Il rischio di una esagerata nota vegetale è ancor più critico quando ci spostiamo a ragionare sull’aggiunta di luppolo da aroma: sicuramente le aggiunte a fuoco spento, in whirpool e/o in hop-standing aiutano a estrarre e lasciare in soluzione preziosi olii, ma è necessario (a differenza che in una APA, per esempio, dove può anche essere opzionale) ricorrere al Dry Hopping: il primo qualche giorno prima che termini la fase di fermentazione più tumultuosa (orientativamente tra il terzo e il quinto giorno), il secondo a bocce ferme quando ormai la fermentazione della Session IPA è compiuta. Il travaso non è quasi mai necessario con fermentatori convenzionali. Se si lavora in isobarico si può saturare di anidride carbonica un secondo fermentatore e spostare la birra liberandosi dei pellet del primo Dry Hopping e dei residui di lievito. Sistemi come il Fermzilla offrono la possibilità di effettuare il bubbling per entrambe le aggiunte di luppolo e di massimizzare l’estrazione di composti aromatici in tempi brevi, presumibilmente senza la comparsa di componenti vegetali. Fermentare in pressione è di sicuro una chiave importante per una birra luppolata così delicata, perché trattenere gli aromi migliori fin dall’inizio e non sottoporli alla rifermentazione in bottiglia (se non fatta con tutti i crismi), può far perdere un po’ di spinta a queste birre. Comporre il mosaico delle varietà è a propria discrezione, ma un buon mix dovrebbe essere composto da 3-4 varietà al massimo, cercando combinazioni assonanti e dallo spettro più largo possibile. La lista da cui attingere sarebbe infinita, piuttosto bisogna tenere a mente le quantità: in whirlpool ci si può anche posizionare su 3-5 g/L, mentre in totale nei Dry Hopping è bene stare tra 6-8 g/L. Andare oltre queste soglie può sembrare esaltante, ma il rischio che una nota di pellet rovini tutto diventa più probabile.
LIEVITO
Certamente non sono birre in cui il lievito lascia un’impronta importante. I ceppi più indicati sono quelli neutri con alta attenuazione, per cui i vari American Ale e California Ale che tutti i produttori hanno in lista: l’immancabile US05 fa alla grande il suo lavoro, come il WLP 001e il WY1056. Se si vuol lavorare con un mash molto fermentabile si può pensare di affidarsi a un lievito meno attenuante per lasciare zuccheri residui: in questo caso, qualche ceppo inglese poco caratterizzante può essere d’aiuto, con un London III o simili.

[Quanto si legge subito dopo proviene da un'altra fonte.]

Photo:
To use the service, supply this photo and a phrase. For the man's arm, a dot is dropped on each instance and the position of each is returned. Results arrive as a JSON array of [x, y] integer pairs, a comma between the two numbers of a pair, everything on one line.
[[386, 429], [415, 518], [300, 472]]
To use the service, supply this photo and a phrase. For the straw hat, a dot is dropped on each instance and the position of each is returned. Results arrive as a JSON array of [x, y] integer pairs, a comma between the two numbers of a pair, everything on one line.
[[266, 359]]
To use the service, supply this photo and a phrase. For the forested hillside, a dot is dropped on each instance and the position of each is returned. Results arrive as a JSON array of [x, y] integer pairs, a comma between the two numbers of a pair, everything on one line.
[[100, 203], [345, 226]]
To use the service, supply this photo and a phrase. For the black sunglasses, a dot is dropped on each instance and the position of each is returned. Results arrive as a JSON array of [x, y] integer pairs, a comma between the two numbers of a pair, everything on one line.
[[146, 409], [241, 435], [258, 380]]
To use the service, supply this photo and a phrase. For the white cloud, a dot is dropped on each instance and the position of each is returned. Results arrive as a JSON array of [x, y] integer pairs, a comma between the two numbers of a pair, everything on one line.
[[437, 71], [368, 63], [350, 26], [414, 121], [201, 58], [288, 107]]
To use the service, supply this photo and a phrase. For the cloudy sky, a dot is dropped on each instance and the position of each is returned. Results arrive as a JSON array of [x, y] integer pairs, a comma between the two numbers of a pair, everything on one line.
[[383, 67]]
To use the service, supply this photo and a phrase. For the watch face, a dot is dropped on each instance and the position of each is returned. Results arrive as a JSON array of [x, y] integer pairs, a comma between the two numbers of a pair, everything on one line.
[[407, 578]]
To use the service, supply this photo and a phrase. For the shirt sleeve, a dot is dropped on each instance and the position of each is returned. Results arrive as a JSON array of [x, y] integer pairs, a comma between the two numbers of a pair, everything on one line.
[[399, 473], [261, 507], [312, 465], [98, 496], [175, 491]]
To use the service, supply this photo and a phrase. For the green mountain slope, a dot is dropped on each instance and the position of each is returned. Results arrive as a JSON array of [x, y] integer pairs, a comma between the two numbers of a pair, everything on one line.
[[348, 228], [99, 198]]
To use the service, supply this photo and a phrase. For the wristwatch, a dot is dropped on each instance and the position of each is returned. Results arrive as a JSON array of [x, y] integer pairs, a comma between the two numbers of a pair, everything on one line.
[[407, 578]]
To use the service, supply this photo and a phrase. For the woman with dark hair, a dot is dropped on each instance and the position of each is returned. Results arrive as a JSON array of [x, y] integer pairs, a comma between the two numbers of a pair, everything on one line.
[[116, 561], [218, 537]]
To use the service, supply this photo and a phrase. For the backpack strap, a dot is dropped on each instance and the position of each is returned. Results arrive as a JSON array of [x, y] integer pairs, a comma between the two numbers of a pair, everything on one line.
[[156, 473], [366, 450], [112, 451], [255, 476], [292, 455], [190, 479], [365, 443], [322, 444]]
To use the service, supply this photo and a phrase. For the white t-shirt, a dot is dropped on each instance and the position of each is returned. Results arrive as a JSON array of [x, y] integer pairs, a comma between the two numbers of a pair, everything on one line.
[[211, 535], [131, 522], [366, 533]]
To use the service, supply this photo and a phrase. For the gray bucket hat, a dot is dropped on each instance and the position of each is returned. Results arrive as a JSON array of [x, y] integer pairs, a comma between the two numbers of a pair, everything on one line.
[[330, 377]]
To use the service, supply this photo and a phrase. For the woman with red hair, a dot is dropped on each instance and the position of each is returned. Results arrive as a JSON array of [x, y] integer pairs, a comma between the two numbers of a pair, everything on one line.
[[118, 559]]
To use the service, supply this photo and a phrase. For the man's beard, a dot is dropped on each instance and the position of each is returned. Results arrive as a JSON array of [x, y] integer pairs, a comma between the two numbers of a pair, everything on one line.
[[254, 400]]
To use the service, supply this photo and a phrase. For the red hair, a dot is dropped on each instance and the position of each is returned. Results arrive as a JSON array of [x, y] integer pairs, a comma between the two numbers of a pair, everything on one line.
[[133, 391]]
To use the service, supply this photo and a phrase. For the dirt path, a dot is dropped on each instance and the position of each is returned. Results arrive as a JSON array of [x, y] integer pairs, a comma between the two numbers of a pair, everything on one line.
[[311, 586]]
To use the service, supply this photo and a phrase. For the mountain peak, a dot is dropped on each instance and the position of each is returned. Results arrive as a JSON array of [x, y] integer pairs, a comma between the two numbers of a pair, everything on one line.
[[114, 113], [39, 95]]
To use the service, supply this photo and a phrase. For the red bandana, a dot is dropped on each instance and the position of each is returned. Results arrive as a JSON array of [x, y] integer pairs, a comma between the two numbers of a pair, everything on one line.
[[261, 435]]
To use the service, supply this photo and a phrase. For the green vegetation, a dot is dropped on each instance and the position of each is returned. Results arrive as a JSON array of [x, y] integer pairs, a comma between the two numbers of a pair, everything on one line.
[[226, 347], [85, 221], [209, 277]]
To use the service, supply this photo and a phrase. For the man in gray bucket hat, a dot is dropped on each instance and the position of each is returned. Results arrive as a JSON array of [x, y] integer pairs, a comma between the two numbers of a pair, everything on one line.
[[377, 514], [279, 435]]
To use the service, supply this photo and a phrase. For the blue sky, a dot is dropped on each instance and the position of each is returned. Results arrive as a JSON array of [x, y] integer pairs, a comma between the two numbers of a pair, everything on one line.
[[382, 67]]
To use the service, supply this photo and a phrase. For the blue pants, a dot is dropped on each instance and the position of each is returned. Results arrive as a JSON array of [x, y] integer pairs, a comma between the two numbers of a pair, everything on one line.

Per tutti, i 17-18°C in fermentazione vanno più che bene per ottenere un profilo pulito.
BILANCIAMENTI
Come in tutte le birre caratterizzate dal luppolo, si dovrebbe scegliere l’acqua in modo da esaltarlo, ma senza accentuarne eccessivamente il carattere amaricante. Motivo per cui probabilmente non sarà il caso di tenere alti i solfati, fermandosi su un rapporto con i cloruri che sia circa di 1. È necessario non trascurare i cloruri e quindi l’esaltazione del sapore maltato, a maggior ragione su una Session IPA, che con un corpo leggermente esile e secco tenderebbe a scoprire di più la coperta e mostrare il fronte amaro nelle sue sembianze più grezze e vegetali. Deve essere una birra dal forte impatto aromatico e dall’aroma fruttato, ma deve restare una birra che trovi una certa corrispondenza con il gusto, un minimo di struttura portante e che resti facile e veloce da bere, per cui tutto deve risultare integrato.
ACCORTEZZE
Per ragioni puramente tecniche e organolettiche, l’ideale sarebbe imbottigliarla o infustarla in isobarico. Se la rifermentazione è l’unica possibilità, mai come in questa birra è importante evitare il contatto con l’aria portando il fermentatore a temperatura ambiente dopo la lagerizzazione (bastano anche 7-10 giorni) per formare una sorta di scudo di anidride carbonica durante la operazioni, utilizzare un sifone, fare un priming basso (2,0 vol sono sufficienti) e inoculare in bottiglia (insieme allo zucchero, magari con una siringa usa e getta o del tipo “vaccinapolli”) qualche grammo di lievito specifico per la rifermentazione per far sì che il poco ossigeno presente venga subito neutralizzato.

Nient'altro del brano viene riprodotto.